SA Wine Harvest 2018: Big challenges in the vineyard, big surprises in the cellar

Wine grape producers and cellars in South Africa are positive about the quality of wines from the 2018 harvest, despite challenging conditions resulting in one of the smallest crops in more than a decade.

According to the wine industry body Vinpro, the 2018 harvest, that is at 1 220 920 tonnes, 15% smaller than in 2017, was initially expected to be even smaller.
“The 2018 harvest season was really challenging, due to a prolonged drought which some believe to be the worst in 100 years, and accompanied by water restrictions and frost damage in some areas,” says Francois Viljoen, manager of Vinpro’s viticultural consultation service.

All regions except the Breedekloof reported a smaller wine grape crop, with the Olifants River region being hit hardest due to a water allocation amounting to only 20% the region’s normal allowance from the Clanwilliam Dam. In addition to water shortages, some vines in the Breedekloof, Worcester and Robertson areas were affected by frost damage in September and October 2017. The Northern Cape region, where water supply was sufficient, also had a decrease in production as vines recovered poorly from frost damage earlier in the season.

The dry weather throughout the season did have its advantages as vines were healthy, with little or no pests and diseases being recorded in most regions.
“The South African wine industry is already very diverse due to the variation in climate and terroir between the respective regions.

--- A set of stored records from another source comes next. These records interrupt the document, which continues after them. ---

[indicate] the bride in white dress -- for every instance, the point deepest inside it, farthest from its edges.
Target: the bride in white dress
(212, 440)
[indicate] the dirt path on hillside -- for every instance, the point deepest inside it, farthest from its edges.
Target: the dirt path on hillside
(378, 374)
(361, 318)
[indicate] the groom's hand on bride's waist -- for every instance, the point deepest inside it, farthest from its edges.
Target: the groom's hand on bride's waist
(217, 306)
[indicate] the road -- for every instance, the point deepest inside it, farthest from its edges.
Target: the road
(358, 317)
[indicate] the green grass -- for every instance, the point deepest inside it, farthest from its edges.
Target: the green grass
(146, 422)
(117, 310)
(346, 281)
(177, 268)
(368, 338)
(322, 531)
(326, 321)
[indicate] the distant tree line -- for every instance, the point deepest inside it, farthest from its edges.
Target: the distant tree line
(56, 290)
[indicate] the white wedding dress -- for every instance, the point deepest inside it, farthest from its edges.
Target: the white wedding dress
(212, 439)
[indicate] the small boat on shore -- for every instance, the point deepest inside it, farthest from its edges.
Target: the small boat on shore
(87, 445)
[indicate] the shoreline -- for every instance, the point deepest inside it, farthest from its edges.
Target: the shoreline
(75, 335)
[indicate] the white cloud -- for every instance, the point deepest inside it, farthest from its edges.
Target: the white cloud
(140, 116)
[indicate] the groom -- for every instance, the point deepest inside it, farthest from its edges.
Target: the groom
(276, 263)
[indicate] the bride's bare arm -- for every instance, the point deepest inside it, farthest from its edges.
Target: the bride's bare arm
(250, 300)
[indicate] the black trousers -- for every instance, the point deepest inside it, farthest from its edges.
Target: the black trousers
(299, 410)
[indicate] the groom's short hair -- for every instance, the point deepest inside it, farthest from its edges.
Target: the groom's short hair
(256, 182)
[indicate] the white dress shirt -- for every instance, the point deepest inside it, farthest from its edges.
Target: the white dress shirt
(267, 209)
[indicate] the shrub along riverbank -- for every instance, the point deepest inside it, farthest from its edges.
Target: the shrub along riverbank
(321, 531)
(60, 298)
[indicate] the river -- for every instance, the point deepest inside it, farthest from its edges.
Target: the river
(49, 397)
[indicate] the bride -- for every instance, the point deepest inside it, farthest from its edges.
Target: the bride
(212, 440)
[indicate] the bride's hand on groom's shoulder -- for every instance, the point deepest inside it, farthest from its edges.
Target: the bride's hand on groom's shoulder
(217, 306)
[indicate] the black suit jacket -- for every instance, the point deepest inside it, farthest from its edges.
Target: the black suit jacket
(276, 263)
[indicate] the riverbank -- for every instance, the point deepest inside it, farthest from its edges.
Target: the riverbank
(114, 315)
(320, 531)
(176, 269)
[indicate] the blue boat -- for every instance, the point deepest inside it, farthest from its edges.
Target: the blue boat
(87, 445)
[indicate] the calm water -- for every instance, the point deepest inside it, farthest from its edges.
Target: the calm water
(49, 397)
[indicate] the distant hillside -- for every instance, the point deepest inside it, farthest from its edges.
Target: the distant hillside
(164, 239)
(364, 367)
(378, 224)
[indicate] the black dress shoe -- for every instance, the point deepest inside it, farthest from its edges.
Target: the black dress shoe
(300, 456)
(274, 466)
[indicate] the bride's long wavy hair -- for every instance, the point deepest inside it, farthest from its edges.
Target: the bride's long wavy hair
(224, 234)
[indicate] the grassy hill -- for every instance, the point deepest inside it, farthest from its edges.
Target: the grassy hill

But this year it was exceptionally difficult to generalise as the conditions would differ significantly from one region, and even one farm, to the next, depending on access to water, the prioritisation of other crops on the farm and how the vineyard was managed to cope with the drought,” said Francois.

The amount of grape bunches looked promising at first, but the berries were much smaller than usual, which affected the total tonnage. “Smaller berries usually have good colour and flavour intensity and this, along with cooler weather during harvest time relieved some pressure on vines and bode well for quality,” says Francois.

“We feel very positive about the prospective quality of the grapes from the 2018 harvest as this is one of the most important issues that we are focusing on as an industry,” says Siobhan Thompson, CEO of Wines of South Africa (Wosa).

South Africa is the eighth biggest wine producer world-wide and produces about 4% of the world’s wine. The wine industry contributes R36 billion to the country’s gross domestic product (GDP) and employs nearly 290 000 people.

Total crop size:

The 2018 wine grape crop is estimated at 1 220 920 tonnes according to South African Wine Industry Information and Systems (Sawis) at the end of April 2018. This is 15% lower than in 2017.

The 2018 wine harvest – juice and concentrate for non-alcoholic purposes, wine for brandy and distilling wine included – is expected to amount to 948.3 million litres, calculated at an average recovery of 777 litres per ton of grapes.